Karen Stolte, Ellerau

Plattform versagen

Ich halte es in diesen Zeiten für angebracht, den Tätern jede nur mögliche Plattform ihrer Aktionen zu versagen. „Le Monde“ in Frankreich hat m. E. die richtige Entscheidung getroffen.

Gernot Wübbenhorst

Richtlinien

Es muss über Terroranschläge – leider – ebenso berichtet werden wie über alle gesellschaftlich relevanten Themen. Aufmachung und Umfang müssen angemessen sein; nicht jeder Anschlag sollte zur Schlagzeile/zum Aufreißer gemacht werden.
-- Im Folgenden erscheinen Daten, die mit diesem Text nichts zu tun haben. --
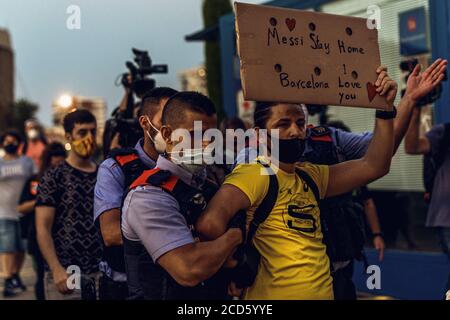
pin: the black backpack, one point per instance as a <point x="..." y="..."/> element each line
<point x="244" y="274"/>
<point x="432" y="163"/>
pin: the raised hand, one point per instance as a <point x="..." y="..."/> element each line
<point x="420" y="84"/>
<point x="386" y="86"/>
Mit Nachahmereffekten muss immer wieder gerechnet werden, aber sie lassen sich vielleicht einschränken durch Richtlinien: Keine Täterbilder, keine Opferbilder. Alle Fakten müssen auf den Tisch/Spekulationen vermeiden. Unmissverständliche Berichterstattung. Vermeidung von Dramatisierungen, zweifelsfreie Zuordnung der Taten zu Herkunft, Motiv, Hintergrund des Täters. Keine Psychologisierungen.

Peter M. Lange

Berichte über Strafverfahren

Die Berichterstattung über Terrortaten, die selbstverständlich stattzufinden hat, sollte ihren Schwerpunkt auf das soziale Umfeld und die persönlichen Beweggründe der vorwiegend jugendlichen Täter legen, die sich der Mörderbande des „IS“ verbunden fühlen und im Namen Allahs bereit sind, in den Tod zu gehen. Hilfreich wäre auch eine detaillierte Berichterstattung über stattfindende Strafverfahren, um allen Sympathisanten deutlich zu machen, mit welchen Strafen sie zu rechnen haben, wenn sie als Unterstützer des „IS“ fungieren. Zurückhaltung scheint mir bei der Verwertung des vorhandenen Bildmaterials angebracht – vor allem im Interesse der Angehörigen der auf schreckliche Weise zu Tode gekommenen Opfer.

Dr. Claus Rabe

Ein Paradigmenwechsel

Warum trauen sich die Medien nicht mal einen Paradigmenwechsel in der Berichterstattung? Ab sofort keine Berichte mehr über Selbstmordattentäter, islamische Anschläge oder Ähnliches. Wir sollten anfangen, den Irren keine Plattform mehr zu bieten, ihren Hass zu verbreiten und für andere attraktiv zu machen. Wenn Meldungen hierzu aus den Medien verschwinden, verliert die Durchführung ihren Reiz. Jede weitere Nachricht jedoch wird dazu führen, dass wir uns zunehmend ängstigen und weitere Irre angelockt werden, mitzumachen.

L. Marcus Grän

Zeiten wie diese

Da derartige Täter offenbar Stolz und Freude empfinden, wenn sie und ihre Bluttaten in der Presse erscheinen, wäre ich dankbar, wenn sich die Presse insgesamt abstimmen könnte, so viel wie nötig (Fakten), so wenig wie möglich (Bilder und Mutmaßungen) zu veröffentlichen. Zeiten wie diese brauchen wohl neue Ideen des Miteinanders. Ihr Aufruf gehört dazu, mich tröstet die Idee, dadurch vielleicht doch nicht so ganz hilflos diesem Terror ausgeliefert zu sein.